What can you tell us about your experience implanting the first in-man, FDA-approved TAA graft?
It was a milestone for W. L. Gore & Associates and a number of individuals who had worked long and hard at this. The actual implantation of the device was no different than the ones we had been investigating, so it was not particularly technically challenging. But, in terms of being involved in the first FDA-approved implantation of the device, it was very special, and served as a milestone in the development of the technology.

As the Principal Investigator for the Zilver PTX trial, which has been underway since September 2004 and investigates the effectiveness of drug-eluting stents in the SFA/femoropopliteal segment, what can you tell us about its progress?
There have been 30 patients enrolled, which is a nice milestone. Initially, we had 10 sites up and running, and we now have 30 enrolling sites. When the overall enrollment reaches 60, the FDA will evaluate all the results to-date, looking specifically for any safety issues, and then if the safety and efficacy are supported, they will allow us to go forward and enroll about 300 total patients. As the PI, I am not able to look at the interim results.

Do you anticipate DES success for treatment of PVD to mirror its positive results in the coronary anatomy? It is unclear, but we will not know until we try. There are some obvious fundamental differences. The lengths of lesions that we will target in the SFA and the infrainguinal vessels are so much longer than coronary lesions. Obviously drug dosing is a consideration when you are treating 30 cm to 40 cm of vessel as opposed to 1 cm of vessel. Clearly, the hurdle gets a little higher. In addition, the actual platform for the delivery of the drug is also fundamentally different. In the coronaries, you will use balloon-expandable stents. In the periphery, you will be using self-expanding stents; loading the drug, and ensuring that is stays on during the deployment process in a self-expanding format.
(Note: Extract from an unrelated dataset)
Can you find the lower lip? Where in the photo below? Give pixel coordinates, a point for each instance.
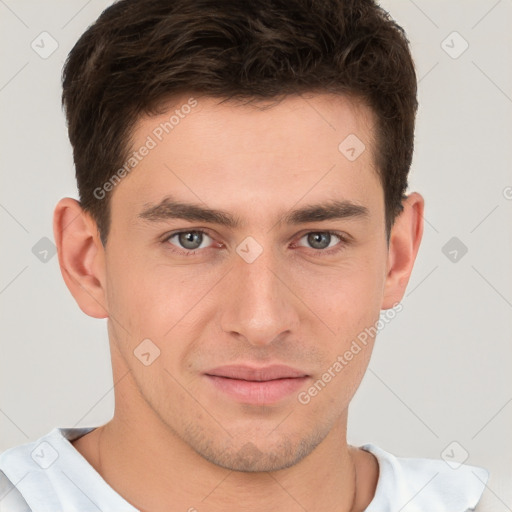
(253, 392)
It is important to make sure that this translation is identical to the type of treatment that is being supplied in the coronaries. Longer vessels, wider-diameter vessels, and vessels that require a different type of stent platform are not inconsiderable challenges. In the coronary circulation the results are phenomenal, and were from the beginning. I think it might be ambitious to expect that we could duplicate those results right out of the box in the peripheral vessels. But you never know unless you try, and that is why I think that the Zilver PTX trial from Cook Incorporated (Bloomington, IN) will at least show us the path that we will start out on.